I had met with Marco at least once a month since that night he had stitched my head. Always outside of town. It was often during the daytime, when we both had excuses to be away. From that very first night, I had known it would happen again. It felt inevitable, which didn’t make it any less wicked or any less desirable.

We said it would be the last time every time, always knowing we were lying. The first time we were truly entwined took me completely by surprise. Marco was a kind and generous lover in a way I didn’t know was possible. Being with him never felt like an obligation. He was as enchanted by me as I was with him.

How did I feel sitting with Cettina, my best friend in the entire world, a woman I loved more than my own sister, my own mother? My mind twisted itself into knots to justify my actions. Marco told me again and again that he and Cettina had not been together in that way.

Cettina had told me herself that she had no interest in sex, that all that mattered to her was raising the children, that it brought her every joy she would ever need. I believed her and for years I understood. I had felt very little in the way of desire for a long time, believing it to be something that had simply passed me by. But Marco’s touch changed all that. Where once there was nothing, there grew an all-consuming ache for the next time we could be alone, for the next time his lips would find their way to every unexplored place on my body.

I could justify all of it when I was with him and yet I hated myself when I saw Cettina, which is why I often avoided being alone with her, which made me despise myself even more. There was also the problem with her brother Carmine. He had been missing since the day the Black Hand died on the farm. There were rumors that Carmine was in trouble with the money men, the ones who worked with the man who died in my arms. Cettina had mentioned her brother only once since the incident. It was the day she examined my still-bruised torso and told me she would never forgive him and then spat on the ground next to my feet to seal her promise. But we did not discuss the details of what had happened to me. I still believed I was the only other one who knew about the man’s death that day. I thought Carmine had left town not to protect me from what he saw as a crime but rather to protect himself from blame.

My body had healed, but I never left the village alone.

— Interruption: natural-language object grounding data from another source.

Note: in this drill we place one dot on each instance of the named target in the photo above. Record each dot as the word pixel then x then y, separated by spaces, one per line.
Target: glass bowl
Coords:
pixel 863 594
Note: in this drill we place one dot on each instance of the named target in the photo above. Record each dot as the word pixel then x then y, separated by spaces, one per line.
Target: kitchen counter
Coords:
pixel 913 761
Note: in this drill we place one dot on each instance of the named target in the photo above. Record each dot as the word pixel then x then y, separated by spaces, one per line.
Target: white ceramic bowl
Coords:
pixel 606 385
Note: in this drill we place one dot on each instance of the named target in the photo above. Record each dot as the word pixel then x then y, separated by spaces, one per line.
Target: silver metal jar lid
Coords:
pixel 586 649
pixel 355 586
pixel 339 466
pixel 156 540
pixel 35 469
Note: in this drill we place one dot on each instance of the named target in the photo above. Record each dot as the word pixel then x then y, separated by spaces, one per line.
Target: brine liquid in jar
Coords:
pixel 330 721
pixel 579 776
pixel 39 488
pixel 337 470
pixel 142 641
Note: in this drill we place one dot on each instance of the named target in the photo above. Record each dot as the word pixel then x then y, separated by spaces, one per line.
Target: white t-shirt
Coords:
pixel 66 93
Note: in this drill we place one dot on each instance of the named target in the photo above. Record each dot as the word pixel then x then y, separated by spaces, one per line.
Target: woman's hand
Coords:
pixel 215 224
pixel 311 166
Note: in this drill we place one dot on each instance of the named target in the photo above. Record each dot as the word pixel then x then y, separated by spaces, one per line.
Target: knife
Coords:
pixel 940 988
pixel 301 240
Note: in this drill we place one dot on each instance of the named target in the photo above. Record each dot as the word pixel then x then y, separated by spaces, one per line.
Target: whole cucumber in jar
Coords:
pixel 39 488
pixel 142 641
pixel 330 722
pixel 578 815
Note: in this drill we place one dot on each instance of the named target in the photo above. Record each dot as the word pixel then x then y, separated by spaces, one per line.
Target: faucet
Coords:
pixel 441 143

I always had a companion on the roads to and from town and often that companion was Marco. We took too many chances, I knew that.

There was the time he rented a boat from the harbor in Trapani and sailed us to a deserted beach on the rocky shore of an island an hour off the coast. “We should stay here forever,” he murmured. His lips skimmed my bare shoulder where the skin was raw from the sun and the sand. He laid me down on my back and kissed my breasts, my stomach, each movement deliberate and slow.

Afterward we grilled fish over an open flame before sailing back to the harbor. When we were blown off course and pushed farther and farther out to sea, I did not care if I disappeared or drowned right then and there. I was so happy and content and madly in love.

I never told anyone because the only person I wanted to tell would be the one destroyed by it. So when Cettina asked me why I had been looking so happy I told her it was because I loved the work I was doing. I loved being able to treat an illness, heal a burn, set a broken bone back into place. This was not a lie. I loved my work the way Cettina loved raising her children, and frankly my children too since they spent more time at her house than at mine. My happiness brought her great joy and she listened for hours and hours when I told her of the new advances in medicine I’d been reading about in the journals Marco had gotten for me from people he knew in Palermo and in America. I dreamed of crossing the ocean myself, not to join Gio but to train with a doctor who could teach me more advanced surgeries and cures. It was a ridiculous dream. I told Cettina all about one of my joys and left out the other.